Maple Grove Police Talk Implicit Bias with Community
The Maple Grove Police Department tried something on Tuesday night it has never done before. The department invited community leaders to discuss a delicate topic — one’s own biases.
Maple Grove police recently underwent training on understanding biases, from the rank and file all the way up to supervisory staff.
On Tuesday night, Maple Grove Police Chief Eric Werner invited a broad section of the community, including faith, business and educational leaders, to learn about the training.
“We all come with biases, and when we say implicit biases, we don’t know what those biases are, so there’s science behind it, understanding it, versus explicit bias where that is the darker side of biases that people may have,” said Werner.

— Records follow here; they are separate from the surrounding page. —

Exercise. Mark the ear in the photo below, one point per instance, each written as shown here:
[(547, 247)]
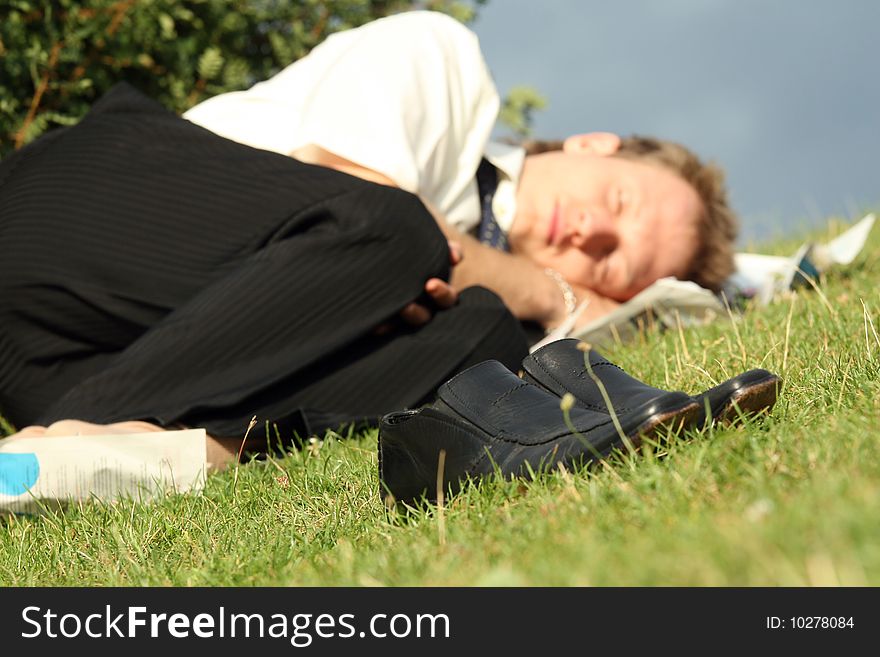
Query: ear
[(592, 143)]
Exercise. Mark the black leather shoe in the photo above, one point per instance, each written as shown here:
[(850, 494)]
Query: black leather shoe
[(746, 394), (559, 368), (488, 420)]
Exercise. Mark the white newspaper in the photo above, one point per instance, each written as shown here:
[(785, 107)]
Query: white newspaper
[(670, 303), (764, 276), (52, 471)]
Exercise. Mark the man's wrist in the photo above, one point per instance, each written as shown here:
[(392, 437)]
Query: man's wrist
[(560, 298)]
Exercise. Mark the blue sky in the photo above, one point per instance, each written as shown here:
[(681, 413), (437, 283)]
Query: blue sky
[(784, 94)]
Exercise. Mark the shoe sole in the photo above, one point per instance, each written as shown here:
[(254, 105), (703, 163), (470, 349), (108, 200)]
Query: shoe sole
[(748, 401)]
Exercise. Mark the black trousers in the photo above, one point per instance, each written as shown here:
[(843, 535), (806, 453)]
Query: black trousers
[(150, 269)]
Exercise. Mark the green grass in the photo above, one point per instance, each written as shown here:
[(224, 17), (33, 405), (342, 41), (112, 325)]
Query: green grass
[(790, 500)]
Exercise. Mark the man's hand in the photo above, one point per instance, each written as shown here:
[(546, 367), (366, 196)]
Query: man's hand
[(442, 294)]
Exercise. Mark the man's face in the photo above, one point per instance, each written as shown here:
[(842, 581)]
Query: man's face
[(609, 224)]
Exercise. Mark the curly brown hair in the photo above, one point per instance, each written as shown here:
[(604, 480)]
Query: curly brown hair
[(713, 262)]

The goal, Werner said, is to build community trust and legitimacy with the police department.
The organization Fair and Impartial Policing conducted the training with Maple Grove police.

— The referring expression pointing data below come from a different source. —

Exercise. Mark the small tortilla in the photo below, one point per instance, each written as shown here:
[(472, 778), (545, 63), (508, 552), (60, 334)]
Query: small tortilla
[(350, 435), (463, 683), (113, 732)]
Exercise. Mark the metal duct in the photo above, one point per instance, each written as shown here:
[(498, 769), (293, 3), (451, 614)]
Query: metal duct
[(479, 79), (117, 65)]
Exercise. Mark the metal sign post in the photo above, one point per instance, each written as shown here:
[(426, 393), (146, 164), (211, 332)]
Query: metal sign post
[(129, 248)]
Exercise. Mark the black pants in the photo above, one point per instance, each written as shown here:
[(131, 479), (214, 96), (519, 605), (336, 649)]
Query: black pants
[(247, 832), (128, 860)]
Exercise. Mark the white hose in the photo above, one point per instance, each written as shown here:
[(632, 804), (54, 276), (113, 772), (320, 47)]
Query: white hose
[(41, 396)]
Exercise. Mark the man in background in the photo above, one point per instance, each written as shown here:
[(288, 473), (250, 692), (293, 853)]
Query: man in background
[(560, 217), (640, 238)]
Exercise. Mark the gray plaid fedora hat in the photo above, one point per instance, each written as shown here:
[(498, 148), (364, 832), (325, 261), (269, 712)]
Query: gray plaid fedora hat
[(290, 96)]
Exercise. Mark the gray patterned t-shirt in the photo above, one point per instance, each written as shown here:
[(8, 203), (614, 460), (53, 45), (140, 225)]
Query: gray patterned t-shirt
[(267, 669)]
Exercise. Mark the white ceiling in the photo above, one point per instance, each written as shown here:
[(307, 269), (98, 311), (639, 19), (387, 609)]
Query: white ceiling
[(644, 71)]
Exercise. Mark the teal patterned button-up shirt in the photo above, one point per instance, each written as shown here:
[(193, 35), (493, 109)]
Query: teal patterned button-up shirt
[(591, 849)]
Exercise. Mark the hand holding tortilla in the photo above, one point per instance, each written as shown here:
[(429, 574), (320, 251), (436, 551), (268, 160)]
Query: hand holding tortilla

“The 800-pound gorilla is race,” said Noble Wray, a retired police chief and executive trainer with Fair and Impartial Policing. “Implicit bias is beyond that. It is about gender, it is about size, it is about age. It is about recognizing from your life experience how may be having an adverse impact on someone based upon your implicit biases.”
The Minnesota Chiefs of Police Association funded 40 percent of Maple Grove’s training. Maple Grove has looked at bias training for a number of years, which is now mandated for police by the state, Werner said.
“Our organization has taken it seriously and we’re training it,” said Werner. “Ultimately it will help my officers engage those organizations or the diverse populations in my community in a better way.”